Став повзрослее, старшая сестра Любка поймала на крючок красавца-рыбака Сергея, жившего в Крепости. Средней, Анне, как бычок на мякине, попался грезивший морем мой дед Виктор. Где должна была быть его Ассоль в отсутствие канувших в Лету парусников? Правильно, на барже.
Судовой механик был под корень после свадьбы списан на берег, в судоремонтные инженеры. И только младшая сестра Мария опростоволосилась - вышла замуж за степного агронома, будущего Наркома земледелия. Завершая рассказ о нашем генеалогическом коралле, скажу также, что мой папанька был родом из-под Ульяновска, расположенного также на Волге.
... Море, тёплый наш Каспий!.. Я не знаю, во что я погрузился раньше – в воду Каспия, или в воду купели при крещении. А может, Каспием крестил меня город, в котором я до сих пор живу? По сравнению со своими предками я - сухопутная крыса, и то, что я делал компьютерную базу данных всех судов морского флота СССР, лишь слабая отмазка.
Моего деда, главного и неглавного инженера всяких там судоремонтных заводов, а позже - фабрик легкой промышленности, все уважительно звали Виктор Иванович. Я его звал просто и коротко – дед, от силы «деда». Как внуку-первенцу, мне дозволялось дома многое, в том числе лупить утомленного референта министра по пузу кулаком, когда широковещательный дед засыпал во время вечерних сказок о работе центрифуги, о мести Эдмона Дантеса обидчикам, или о походах на судне в Англию и в другие страны. Нередко дед сбоил, пытался всхрапнуть, бывало, что Эдмон в дедовской полудрёме начинал ремонтировать центрифугу. Тогда я безжалостно тыкал деда в живот, чтобы вернуть графа Монтекристо с социалистической фабрики в привычную ему буржуазную среду.
Каждое лето в начале июня мы под предводительством моей бабули-пенсионерки выезжали на дачу, жалованную старому большевику-прадеду ещё в 1943 году, на пригородную станцию Инжирная, и каждый вечер, залезая на крышу кухни, я ждал деда с работы.
Деду оставалось ещё несколько лет доработать до заслуженного отдыха, и он всё время подшучивал над бабкой, что женские мозги заканчиваются быстрее по жизни. По выходным мы с дедом ходили на рыбалку на Приморские скалы, а бабка чистила с полсотни принесённых нами бычков и ротанов, называя рыбу почему-то семечками, и вспоминала свою молодость на барже.

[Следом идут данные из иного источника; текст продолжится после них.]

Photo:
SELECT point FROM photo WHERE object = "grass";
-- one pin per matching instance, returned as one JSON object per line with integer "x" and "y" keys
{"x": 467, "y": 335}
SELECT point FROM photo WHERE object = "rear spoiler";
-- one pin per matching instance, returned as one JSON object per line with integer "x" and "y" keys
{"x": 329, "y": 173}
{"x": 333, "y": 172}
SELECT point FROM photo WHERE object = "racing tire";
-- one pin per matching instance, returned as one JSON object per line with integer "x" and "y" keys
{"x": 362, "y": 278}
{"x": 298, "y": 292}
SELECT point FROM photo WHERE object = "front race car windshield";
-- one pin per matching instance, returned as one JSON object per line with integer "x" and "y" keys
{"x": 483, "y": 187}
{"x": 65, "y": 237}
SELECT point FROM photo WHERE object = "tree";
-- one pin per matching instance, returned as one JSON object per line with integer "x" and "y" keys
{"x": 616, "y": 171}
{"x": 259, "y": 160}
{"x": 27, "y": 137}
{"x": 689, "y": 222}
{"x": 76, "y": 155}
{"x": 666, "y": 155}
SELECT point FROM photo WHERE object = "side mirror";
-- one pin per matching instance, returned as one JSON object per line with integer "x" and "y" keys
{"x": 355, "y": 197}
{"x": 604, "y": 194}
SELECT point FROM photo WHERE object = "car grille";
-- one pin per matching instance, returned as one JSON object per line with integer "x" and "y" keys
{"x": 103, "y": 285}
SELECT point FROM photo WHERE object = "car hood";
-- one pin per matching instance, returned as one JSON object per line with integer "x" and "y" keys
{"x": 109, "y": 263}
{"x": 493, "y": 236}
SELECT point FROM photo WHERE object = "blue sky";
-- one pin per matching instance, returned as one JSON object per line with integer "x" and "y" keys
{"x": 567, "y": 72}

Основой существования на даче в жаркое апшеронское лето была питьевая вода. С купанием-то вопросов было поменьше, по крайней мере у меня – ходи себе по два-три раза в день на пляж. Воду для питья и для поливки сада на Инжирной мы брали из колодца шестиметровой глубины – качали с помощью мотора «Кама». Я помню, как струя холодной колодезной воды из шланга приводила нас в чувство, когда мы в полдень варёными сосисками возвращались с пляжа, что теперь справа от пансионата «Машиностроитель».
Вода была с соленоватым привкусом из-за близости моря, и в сочетании с недозрелым виноградом давала быстробежный эффект в отхожее место в течение первых нескольких дней пребывания на даче. Затем желудок смирялся с издевательством, и начинал исправно работать.
Дачный колодец - каменная бутылка без дна, с зауженной горловиной и расширяющимися стенками, с пробкой в виде оцинкованной деревянной крышки. Каждый год колодец приходилось чистить – через дно за зиму поднимался песок, ведро не утонет. Колодец был старый, без каких бы то ни было ступенек.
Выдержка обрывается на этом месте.